Lo iban a matar. Y el secreto moriría con él.

Era extraño morir de aquella forma, pensó, convertido en un puñado de piezas rotas, desollado, quemado... el inquisidor lo había vuelto unos ojos ciegos, una lengua reseca, una garganta desgarrada, unos huesos partidos en un saco de piel rasgada.
<<No soy dueño de mi. Ya no soy yo. No soy esta mano ni esta pierna hecha de gelatina... hecha de la medula chorreante de los huesos rotos. Eso es, estoy roto>>
¿Estaba hablando? No, pensaba... llevaba tiempo sin hablar, por eso acabó así. Por el secreto que yacía en los cimientos de la catedral.
<<Y ¿por qué?>> Se preguntó << ¿por ellos estoy dando mi vida? ¿Por los que todavía están afuera? ¿por ella? ¿para que se salve ella? ¿pensará en mí? >>

La memoria era una balsa flotando en medio de un río ancho como una avenida de Buenos Aires, la memoria que se apiadaba y le hacía favores de vez en cuando, la memoria que navegaba y le traía tesoros: una fogata, una playa en Cuba, una cabeza reposando sobre su hombro, unos dedos tibios en su nuca...
Ahí era donde elegía quedarse cuando el dolor era tal que su cerebro optaba por desconectarse de él y cada célula era una isla en un mar de fuego. En la memoria, que era una balsa tranquila , una oruga que se arrastraba, un pájaro que volaba y volaba...
El estómago se había acostumbrado al hambre, como la espalda a la pared rugosa y la nariz al olor acre que le crecía con las uñas y el pelo.
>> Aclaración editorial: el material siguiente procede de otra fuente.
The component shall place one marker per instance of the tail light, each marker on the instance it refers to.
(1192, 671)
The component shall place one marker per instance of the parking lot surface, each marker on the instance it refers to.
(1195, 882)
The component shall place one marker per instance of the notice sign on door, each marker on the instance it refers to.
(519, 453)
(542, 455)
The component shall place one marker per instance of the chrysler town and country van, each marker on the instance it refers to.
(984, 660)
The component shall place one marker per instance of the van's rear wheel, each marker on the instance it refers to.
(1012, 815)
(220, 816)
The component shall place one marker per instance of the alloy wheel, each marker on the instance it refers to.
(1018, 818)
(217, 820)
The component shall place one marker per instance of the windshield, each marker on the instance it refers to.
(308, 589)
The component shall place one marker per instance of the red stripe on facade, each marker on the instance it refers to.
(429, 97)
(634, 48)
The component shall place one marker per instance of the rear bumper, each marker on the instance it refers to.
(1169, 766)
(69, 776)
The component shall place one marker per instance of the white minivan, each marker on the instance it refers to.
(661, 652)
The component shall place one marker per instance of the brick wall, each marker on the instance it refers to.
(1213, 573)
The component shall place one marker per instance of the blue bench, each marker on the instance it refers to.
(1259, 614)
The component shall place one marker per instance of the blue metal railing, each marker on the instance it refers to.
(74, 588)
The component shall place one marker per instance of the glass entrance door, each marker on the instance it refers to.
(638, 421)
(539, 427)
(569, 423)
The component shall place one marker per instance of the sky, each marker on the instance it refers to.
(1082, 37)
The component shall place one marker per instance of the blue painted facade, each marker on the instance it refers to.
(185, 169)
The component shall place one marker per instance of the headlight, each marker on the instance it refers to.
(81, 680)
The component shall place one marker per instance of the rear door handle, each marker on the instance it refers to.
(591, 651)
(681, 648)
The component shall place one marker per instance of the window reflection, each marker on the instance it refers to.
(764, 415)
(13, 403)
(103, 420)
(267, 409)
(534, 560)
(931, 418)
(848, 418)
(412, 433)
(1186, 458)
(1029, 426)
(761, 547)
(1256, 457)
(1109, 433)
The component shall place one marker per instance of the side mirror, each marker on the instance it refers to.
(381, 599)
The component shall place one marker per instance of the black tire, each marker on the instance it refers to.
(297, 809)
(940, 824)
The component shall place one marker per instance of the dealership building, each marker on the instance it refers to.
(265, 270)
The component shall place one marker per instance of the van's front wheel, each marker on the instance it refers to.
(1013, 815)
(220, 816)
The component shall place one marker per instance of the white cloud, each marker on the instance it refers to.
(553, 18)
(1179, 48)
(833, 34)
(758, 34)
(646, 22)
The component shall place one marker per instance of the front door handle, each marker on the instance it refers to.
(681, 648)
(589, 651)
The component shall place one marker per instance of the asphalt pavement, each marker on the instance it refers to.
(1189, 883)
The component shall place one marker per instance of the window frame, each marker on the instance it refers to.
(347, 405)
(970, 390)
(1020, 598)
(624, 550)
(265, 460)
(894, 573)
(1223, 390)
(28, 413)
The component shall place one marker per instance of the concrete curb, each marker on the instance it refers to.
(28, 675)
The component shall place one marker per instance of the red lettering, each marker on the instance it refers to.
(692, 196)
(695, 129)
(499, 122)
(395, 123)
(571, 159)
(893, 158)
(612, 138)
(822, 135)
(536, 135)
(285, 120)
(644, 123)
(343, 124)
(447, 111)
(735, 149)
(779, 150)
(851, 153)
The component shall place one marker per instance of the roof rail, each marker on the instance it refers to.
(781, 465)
<<Tengo sueño>> ahora siempre estaba cansado, pero no le importaba, porque al dormise veía a Amanda.

Amanda, que del pelo le brotaban golondrinas y hablaba dormida. La imaginaba muy lejos, al otro lado del mundo, donde era invierno y podía dormirse con el crepitar del fuego. Lejos, soplandose las manos y luego transformandose en una gata que se despereza bostezando. Muy lejos, a salvo.
En ella pensaba, en los andares por Londres y en los amigos soñadores que hablaban de la muchedumbre que los abrazaba en un carnaval Brasileño, los amigos que llevaban bombas Molotov en la mochila y un libro del Che Guevara. Los amigos, los sueños, las esperanzas y la convicción de que iban a cambiar al mundo.
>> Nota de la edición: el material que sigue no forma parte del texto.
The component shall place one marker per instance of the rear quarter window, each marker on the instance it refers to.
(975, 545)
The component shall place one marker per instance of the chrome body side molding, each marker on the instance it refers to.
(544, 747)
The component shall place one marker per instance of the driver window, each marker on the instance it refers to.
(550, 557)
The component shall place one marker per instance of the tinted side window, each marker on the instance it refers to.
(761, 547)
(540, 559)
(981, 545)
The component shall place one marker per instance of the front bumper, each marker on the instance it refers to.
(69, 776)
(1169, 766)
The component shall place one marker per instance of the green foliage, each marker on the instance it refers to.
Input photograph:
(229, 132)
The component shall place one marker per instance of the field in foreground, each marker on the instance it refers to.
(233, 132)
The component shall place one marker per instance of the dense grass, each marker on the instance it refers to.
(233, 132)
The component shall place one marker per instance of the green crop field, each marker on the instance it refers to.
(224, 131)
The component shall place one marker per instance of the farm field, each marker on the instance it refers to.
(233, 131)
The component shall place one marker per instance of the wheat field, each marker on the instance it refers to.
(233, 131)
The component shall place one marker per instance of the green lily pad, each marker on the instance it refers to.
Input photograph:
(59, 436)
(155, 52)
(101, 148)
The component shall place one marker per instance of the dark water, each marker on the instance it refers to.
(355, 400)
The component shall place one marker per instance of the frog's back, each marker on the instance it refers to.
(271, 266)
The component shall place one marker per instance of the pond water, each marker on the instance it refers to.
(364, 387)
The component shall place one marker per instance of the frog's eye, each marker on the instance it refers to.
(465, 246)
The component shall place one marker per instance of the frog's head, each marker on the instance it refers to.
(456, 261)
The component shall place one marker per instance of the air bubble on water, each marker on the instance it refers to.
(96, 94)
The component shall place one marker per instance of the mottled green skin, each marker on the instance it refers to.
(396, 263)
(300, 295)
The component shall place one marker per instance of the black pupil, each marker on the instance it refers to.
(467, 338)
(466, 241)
A Amanda le decía siempre que sí, mientras se iban por La Rue de Seine ebrios de Ginebra y juventud, o por la Gran vía de mochileros llenos de ilusión e ingenuidad. ¿Y ahora qué? ¿Adonde iría toda esa libertad que le faltaba vivir? ¿adonde iría toda esa vida, todo ese mundo que lo esperaba mientras él estaba allí con el hígado reventado a patadas y la lengua ardida de sed?
Lo iba a matar. Sería aquel día.
Oyó un chirrido de la puerta oxidada, el paso de una rata, la misma que le mordía los dedos de los pies, o una pariente cercana... y los pasos, silenciosos, ligeros, los pasos de la muerte que caía como una helada prematura en la espada del verdugo.
El inquisidor lo miró, allí con la mata negra demasiado crecida y la piel pegada a las costillas, casi no se parecía al muchacho gallardo e insolente del principio. Bruno cerró los ojos, el inquisidor supo que se había meado encima, y supo que en el temblor de la mandíbula fracturada había una maldición para él y todos los Ángeles de la santa Inquisición, que de Santa tenía solo el nombre, también supo que no diría ni una sola palabra, pero no supo que su último pensamiento era para una chica sentada en un parque de Londres, no supo..., al final no supo que  en su interior habitaba todavía el recuerdo de un dormitorio alquilado con velas en el piso y la ropa húmeda cerca del radiador. Cuando la espada alcanzó su carne el inquisidor no supo que él ya estaba lejos, leyendo a Marx, tomando un té con las piernas de Amanda de almohada, pensando, pensando, pensando...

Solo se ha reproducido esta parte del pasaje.